Closed StefanKarpinski closed 11 years ago
I was unaware of the importance of this until Stefan pointed this out to me:
julia> a = Complex(1,1)
1 + 1im
julia> b = a
1 + 1im
julia> a.re = 2
2 + 1im
julia> a
2 + 1im
julia> b
2 + 1im
Note: I proposed that Immutable could be an abstract type in this email thread. Jeff seems hesitant about this idea and no conclusion was reached.
I have a plan. Complex numbers are important for 1.0; we especially need them for FFTs and the LAPACK interface. And we need to at least match the capabilities of matlab, octave, fortran, etc. Therefore I'm going to try to define Complex64 and Complex128 as bits types, which will give us the packed arrays, immutability, and performance we need. Complex{Foo} can wait for 2.0.
Ok, that's definitely a plan. I think the packed arrays are much more important than the immutability. For v1.0 we can just say "don't mutate complex numbers" and leave it at that. Any chance we can do it that way?
Yeah, this way complex will work like other numeric types, in julia as well as other languages. You won't be able to mutate it or access fields with dot syntax. And we can already stack allocate bits types, so we could get some great performance. Only downside is you can't have complex with arbitrary component types, but that doesn't have many use cases. But, it's easy to define new complex types in julia.

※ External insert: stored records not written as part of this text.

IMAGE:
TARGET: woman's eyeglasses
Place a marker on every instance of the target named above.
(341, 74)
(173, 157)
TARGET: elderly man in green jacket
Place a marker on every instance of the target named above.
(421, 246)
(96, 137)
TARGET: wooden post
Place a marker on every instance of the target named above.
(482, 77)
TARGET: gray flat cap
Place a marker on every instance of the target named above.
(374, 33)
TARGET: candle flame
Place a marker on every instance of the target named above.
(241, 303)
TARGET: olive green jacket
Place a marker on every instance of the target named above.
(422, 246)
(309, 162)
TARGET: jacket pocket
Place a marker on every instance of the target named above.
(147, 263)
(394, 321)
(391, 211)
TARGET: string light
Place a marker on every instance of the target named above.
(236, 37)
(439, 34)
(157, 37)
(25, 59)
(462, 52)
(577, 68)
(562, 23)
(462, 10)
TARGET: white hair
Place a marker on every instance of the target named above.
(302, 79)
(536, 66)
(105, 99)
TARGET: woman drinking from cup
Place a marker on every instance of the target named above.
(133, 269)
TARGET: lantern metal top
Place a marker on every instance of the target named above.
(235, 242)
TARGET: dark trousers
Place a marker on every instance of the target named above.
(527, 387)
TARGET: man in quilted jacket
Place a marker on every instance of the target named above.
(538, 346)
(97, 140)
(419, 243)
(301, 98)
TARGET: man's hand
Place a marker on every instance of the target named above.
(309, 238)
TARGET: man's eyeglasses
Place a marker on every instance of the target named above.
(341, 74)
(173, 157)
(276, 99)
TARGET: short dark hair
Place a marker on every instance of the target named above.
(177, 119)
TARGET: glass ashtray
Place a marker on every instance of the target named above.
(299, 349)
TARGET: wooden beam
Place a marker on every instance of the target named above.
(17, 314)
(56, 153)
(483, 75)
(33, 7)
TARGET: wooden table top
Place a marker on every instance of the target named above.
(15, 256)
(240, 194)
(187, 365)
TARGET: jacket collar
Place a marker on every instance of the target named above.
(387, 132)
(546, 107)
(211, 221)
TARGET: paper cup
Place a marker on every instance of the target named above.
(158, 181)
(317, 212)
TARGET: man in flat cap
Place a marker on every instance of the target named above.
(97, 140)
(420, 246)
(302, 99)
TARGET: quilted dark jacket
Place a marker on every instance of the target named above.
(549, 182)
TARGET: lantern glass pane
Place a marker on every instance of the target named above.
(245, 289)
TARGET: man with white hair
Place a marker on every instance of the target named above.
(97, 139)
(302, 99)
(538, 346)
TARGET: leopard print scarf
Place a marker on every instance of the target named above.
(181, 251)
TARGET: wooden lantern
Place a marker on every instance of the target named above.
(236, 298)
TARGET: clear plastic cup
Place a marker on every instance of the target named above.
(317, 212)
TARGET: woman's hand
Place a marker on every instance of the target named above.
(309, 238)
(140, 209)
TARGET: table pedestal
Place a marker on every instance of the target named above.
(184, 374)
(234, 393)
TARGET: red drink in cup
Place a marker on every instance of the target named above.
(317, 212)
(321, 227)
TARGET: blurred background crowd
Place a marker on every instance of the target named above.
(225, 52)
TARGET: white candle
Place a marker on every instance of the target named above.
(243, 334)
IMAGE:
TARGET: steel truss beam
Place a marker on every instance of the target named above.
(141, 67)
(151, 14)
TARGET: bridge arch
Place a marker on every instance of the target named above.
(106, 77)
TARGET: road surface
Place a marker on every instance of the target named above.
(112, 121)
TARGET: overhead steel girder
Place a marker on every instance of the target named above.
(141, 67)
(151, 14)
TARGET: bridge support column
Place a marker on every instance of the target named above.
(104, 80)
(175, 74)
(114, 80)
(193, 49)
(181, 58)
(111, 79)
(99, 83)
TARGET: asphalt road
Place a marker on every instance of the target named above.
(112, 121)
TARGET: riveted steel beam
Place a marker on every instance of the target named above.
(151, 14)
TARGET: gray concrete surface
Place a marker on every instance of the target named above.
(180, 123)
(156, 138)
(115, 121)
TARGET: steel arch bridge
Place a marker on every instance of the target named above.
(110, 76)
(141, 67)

Can we can keep Complex{T} and have Complex64 and Complex128 as special types that implement the same basic functionality but more efficiently? Also, should those be called Complex32 and Complex64 instead? I know they have twice that many bits, but you could argue that the naming is after the size of each part, not the total.
Yes, we can keep it (maybe at the cost of some confusion), and the complex math routines can be made generic enough. I think the names should refer to the total size of the type, like complex*16 in fortran.
I feel there is a need for this, if only to restrict hashing to immutable values in the same way that Python does.
Take this example:
julia> a = [1]; b = [2]; c = {a=>"one", b=>"two"}; a[1] = 2; b[1] = 1; c
{[1]=>"two",[2]=>"one",}
julia> c[[1]]
key not found: [1]
in ref, /home/lachlan/julia/j/table.j:19
julia> c[a]
key not found: [2]
in ref, /home/lachlan/julia/j/table.j:19
julia> c[[1]] = "ONE"; c[[2]] = "TWO"; c
{[1]=>"two",[2]=>"TWO",[2]=>"one",[1]=>"ONE",}
If the hash function is only defined for immutable types by default, then potentially confusing/error-prone situations like this could be avoided. I would be forced to use tuples instead of arrays for my hashtable keys.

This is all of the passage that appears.